Greece is headed for another month of political paralysis ahead of new elections in mid-June after party leaders failed to agree a coalition government.
Crucial talks failed on the day new French President Francois Hollande visited Berlin for talks with Chancellor Angela Merkel immediately after officially taking power from Nicolas Sarkozy, the leaders later saying they had agreed to discuss ways to generate economic growth in Europe.
They also confirmed that they both wanted Greece to remain part of the eurozone.
Mr Hollande, a Socialist, has criticised Mrs Merkel’s austerity-led approach to the eurozone debt crisis and called for more growth-based efforts.
During his election campaign, he called for a renegotiation of a budget-discipline pact which Mrs Merkel pushed for the continent.
Mr Hollande said after his first meeting with the German leader that “everything must be put on the table by everyone” that could promote growth.
Asked whether he was still demanding a renegotiation of the fiscal compact, Mr Hollande said he would be able to answer the question “at the end of this work”.
The protracted deadlock in Greece and the prospect of an anti-austerity party winning the new vote hammered Europe’s markets on fears that the debt-crippled country could be forced out of the European single currency, triggering shockwaves throughout the 17-country eurozone.
“The country is unfortunately heading again to elections,” Socialist party leader and former finance minister Evangelos Venizelos said after the talks under President Karolos Papoulias collapsed. “Certain people coldly put their short-term party interests above the national interest.”
Main European markets lost earlier gains, with the FTSE 100 index of leading shares shedding 0.6 per cent, Germany’s DAX down 1 per cent and the CAC-40 in France 0.7 per cent.
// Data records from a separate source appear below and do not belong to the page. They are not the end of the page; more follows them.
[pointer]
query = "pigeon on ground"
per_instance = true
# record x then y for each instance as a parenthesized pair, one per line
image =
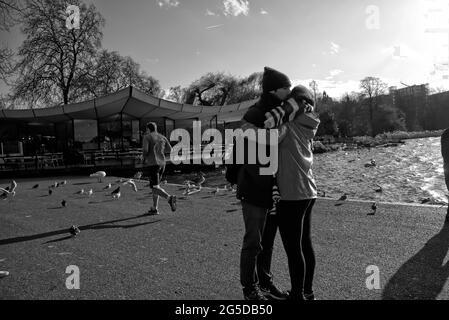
(74, 230)
(344, 197)
(138, 175)
(4, 274)
(7, 193)
(215, 192)
(99, 174)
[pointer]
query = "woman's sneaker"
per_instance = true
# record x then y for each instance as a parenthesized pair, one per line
(255, 294)
(172, 202)
(271, 292)
(309, 296)
(153, 212)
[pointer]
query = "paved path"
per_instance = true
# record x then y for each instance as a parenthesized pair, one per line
(194, 253)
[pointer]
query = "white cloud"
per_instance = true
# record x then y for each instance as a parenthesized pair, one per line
(168, 3)
(335, 72)
(335, 89)
(236, 7)
(215, 26)
(152, 60)
(335, 48)
(210, 13)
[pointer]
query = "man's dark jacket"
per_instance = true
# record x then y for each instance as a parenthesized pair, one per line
(253, 187)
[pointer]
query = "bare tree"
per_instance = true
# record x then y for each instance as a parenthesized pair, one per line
(54, 58)
(217, 89)
(176, 94)
(314, 86)
(10, 11)
(108, 72)
(372, 88)
(10, 15)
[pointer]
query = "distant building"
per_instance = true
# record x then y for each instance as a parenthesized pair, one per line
(439, 110)
(413, 101)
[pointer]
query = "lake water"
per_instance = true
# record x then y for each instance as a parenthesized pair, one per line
(407, 173)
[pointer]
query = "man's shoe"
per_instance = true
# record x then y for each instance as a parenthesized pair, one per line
(172, 202)
(271, 292)
(309, 296)
(255, 294)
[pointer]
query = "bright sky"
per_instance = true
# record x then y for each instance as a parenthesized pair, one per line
(336, 43)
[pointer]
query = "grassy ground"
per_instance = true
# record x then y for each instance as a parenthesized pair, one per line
(194, 252)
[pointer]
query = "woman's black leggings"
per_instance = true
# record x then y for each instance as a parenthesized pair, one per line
(294, 219)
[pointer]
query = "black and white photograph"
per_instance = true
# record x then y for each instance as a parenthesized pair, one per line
(260, 153)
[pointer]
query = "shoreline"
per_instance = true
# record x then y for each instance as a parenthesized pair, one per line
(391, 139)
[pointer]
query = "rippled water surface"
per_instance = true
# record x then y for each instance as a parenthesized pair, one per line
(407, 173)
(410, 172)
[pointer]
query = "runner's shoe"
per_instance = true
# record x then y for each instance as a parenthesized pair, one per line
(172, 202)
(271, 292)
(255, 294)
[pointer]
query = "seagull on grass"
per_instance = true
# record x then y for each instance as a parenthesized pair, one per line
(116, 193)
(131, 183)
(99, 174)
(9, 191)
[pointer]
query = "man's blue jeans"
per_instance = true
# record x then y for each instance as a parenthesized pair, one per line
(257, 248)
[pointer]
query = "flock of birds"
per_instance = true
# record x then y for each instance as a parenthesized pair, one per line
(192, 186)
(10, 191)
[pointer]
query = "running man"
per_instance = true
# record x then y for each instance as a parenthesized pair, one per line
(155, 145)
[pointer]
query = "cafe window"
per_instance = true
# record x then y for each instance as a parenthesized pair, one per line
(86, 134)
Greek shares were clobbered further after days of heavy losses, with the Athens stock market closing 3.6 per cent down.
In the US the Dow wound up with a loss of 63.35 points, or 0.5 per cent, to close at 12,63.
A meeting of five party leaders under Mr Papoulias was a last-ditch effort to overcome the deadlock after a first election in May left no party with enough votes for a majority.
Repeated attempts over nine days to cobble together a coalition government proved fruitless, as anti-austerity parties riding on a tide of popular discontent at protracted cutbacks failed to co-operate with mainstream pro-European politicians.
The political uncertainty has worried Greece’s international creditors, who have extended the country billions of euros in rescue loans over the past two years.
PASOK’s Mr Venizelos said the head of the small Democratic Left party, Fotis Kouvelis, had proposed forming a two-year government, but insisted that it include the radical far-left Syriza party.
Syriza came a surprise second in the May 6 vote, campaigning strongly on an anti-bailout platform and calling for austerity measures to be cancelled. The party’s leader, Alexis Tsipras, has refused to join any government that will not repeal the measures.
The conservative New Democracy party won the election, but only received 18.9 per cent of the vote as angry voters scattered to smaller parties.
Mr Papoulias will now convene a new meeting of party leaders to appoint a caretaker government until the election.
EU finance ministers in Brussels yesterday agreed new rules on bank liquidity as a hedge against further economic shocks to the banking system, but could do little but watch in vain for a breakthrough in Athens.
Before talks finally broke down, Chancellor George Osborne insisted: “This is a time of considerable uncertainty in the eurozone economies... and I think we are reaching a point where we have got to make a decision to see the eurozone stand behind their currency.
“A very important part of that of course is strengthening the entire European banking system.”